この世で多数を占めているのは常に俗人であり、だからこそ性欲によって子孫を繁殖している。人類の中でより卑しい人、大脳新皮質が未発達でより利己的な人ほど単なる本能を自己制御できず人生の早い時期に繁殖する。最も尊い人々はこの生という営みが空しく、苦痛を避けられないと悟って生殖を否定し、少なくとも生ある人々の苦役を和らげようと試みて死ぬ。よって、この世では卑しい人ほど殖えやすく尊い人の数はますます少なくなる。
 社会進化論はダーウィンが『人間の由来』で考えていたよう人類が道徳的にも進歩するという前提のもと考えられている時、このため明らかに間違っている。一方、犯罪率の漸減にみられるよう、人類はより卑しい人ほど殖えやすいにも関わらず当時の法秩序に多少あれ順応せざるをえない。人類は刑罰という苦痛を避ける為に犯罪を結果的に行わなくなっていくのだが、立法は寧ろ一部の賢者によっている。
 全体として、比較賢者が秩序化しようとした或る最低限の道徳規範が、ますます卑しくなる人類を、少なくとも表面的には進歩させているかの様にみせている原因である。

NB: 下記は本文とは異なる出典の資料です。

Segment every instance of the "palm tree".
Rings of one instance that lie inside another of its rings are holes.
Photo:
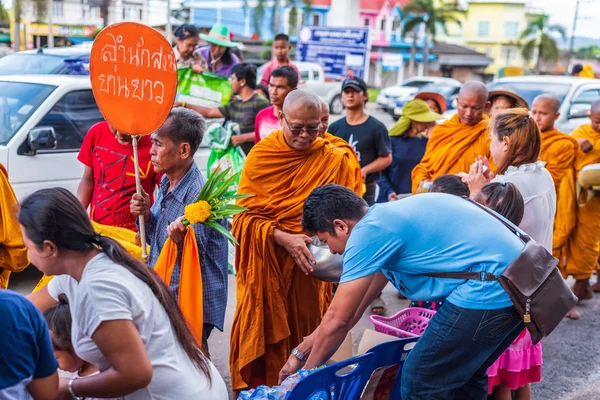
[[[29,4],[35,5],[35,18],[38,21],[43,21],[46,18],[46,12],[48,11],[48,2],[46,0],[14,0],[13,1],[13,13],[15,18],[14,27],[14,47],[15,51],[21,50],[21,17],[23,16],[23,6]]]
[[[456,3],[444,3],[439,7],[436,3],[435,0],[412,0],[402,10],[402,19],[404,22],[404,28],[402,29],[403,37],[407,32],[414,32],[415,40],[410,50],[410,63],[408,67],[409,71],[413,73],[417,54],[417,29],[421,24],[425,25],[426,34],[423,54],[423,71],[425,74],[427,74],[429,64],[429,40],[435,43],[440,29],[447,35],[449,23],[455,23],[459,27],[462,26],[462,21],[457,15],[464,14],[464,11],[460,10]]]
[[[6,7],[4,7],[4,3],[0,0],[0,24],[8,24],[10,22],[10,18],[8,16],[8,11]]]
[[[526,40],[523,58],[530,62],[537,53],[536,74],[540,73],[542,61],[555,61],[560,57],[560,49],[551,34],[557,34],[563,40],[567,38],[567,30],[562,25],[550,25],[550,16],[546,14],[535,16],[521,34],[521,40]]]

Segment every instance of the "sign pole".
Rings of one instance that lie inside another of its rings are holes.
[[[137,194],[143,196],[142,180],[140,178],[140,160],[138,158],[138,139],[139,136],[133,136],[133,168],[135,170],[135,188]],[[142,258],[148,262],[148,253],[146,252],[146,221],[143,215],[139,216],[140,241],[142,245]]]

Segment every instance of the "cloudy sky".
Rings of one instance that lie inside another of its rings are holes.
[[[548,13],[553,23],[567,28],[570,36],[573,29],[573,17],[577,0],[531,0],[530,4]],[[579,3],[579,19],[577,20],[577,36],[600,38],[600,0],[581,0]]]

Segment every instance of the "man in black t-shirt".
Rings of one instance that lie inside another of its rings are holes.
[[[392,163],[392,147],[385,125],[365,112],[369,95],[360,78],[346,78],[342,84],[342,103],[346,118],[329,125],[329,133],[347,141],[358,155],[367,192],[363,198],[372,206],[380,171]]]

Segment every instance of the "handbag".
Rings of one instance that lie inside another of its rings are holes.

社会進化論は或る社会が法によって道徳規範を変化させていくことを、進歩と勘違いしただけだった。実際、性に関し許容される不道徳の領域を拡張していった規範とか、相続財産を含む資源の寡占の状況、古代になかった身分差等は法規自体が寧ろ堕落した結果とも見なせる。西洋主義や米国主義であれ国粋主義であれ、進 歩史観の類は工学や自然科学、数学といった一部の学問における一定の積み重ねが、新たに高度な難題を付きつける段階的構造を比喩にして、中華思想や帝国主義の中で自文化中心主義とそれら学群が類比され信じ込まれた幻想であり、実際には単に、社会の変化と人類の堕落がみられるだけだ。
 人々が道徳的に進歩する、という事がありうるなら、それは法規範の根源に、知り得た以前の社会全てへの批判的考察があった上でつくられる法秩序において、すなわち過去の全矛盾を持ち上げた社会においてだろう。このことはある社会単位で立法に最低限度化された、哲学の種類と解釈できる。自文化中心主義や中華思想、帝国主義、ヘーゲル思想、国粋主義、結束主義をもっている集団で、多文化主義や文化多元主義は根本的に除外されているが、別の単位では多様性が当然の前提にされている。この違いはそれら集団における立法者の哲学によっているのであり、議員制により複数の立法者がいるとき、その人々の意見がある社会の秩序や規律を定義する。いいかえれば、最も模範的な社会は、同時代を含む過去に存在した全矛盾を止揚する必要さを満たした立法者がいる社会であり、その程度は或る社会の哲学者の学問的能力、知恵の次元に依存している。理論が軽蔑されていたり、言論の自由が制限されている集団に、社会秩序の改善は先ず不可能である。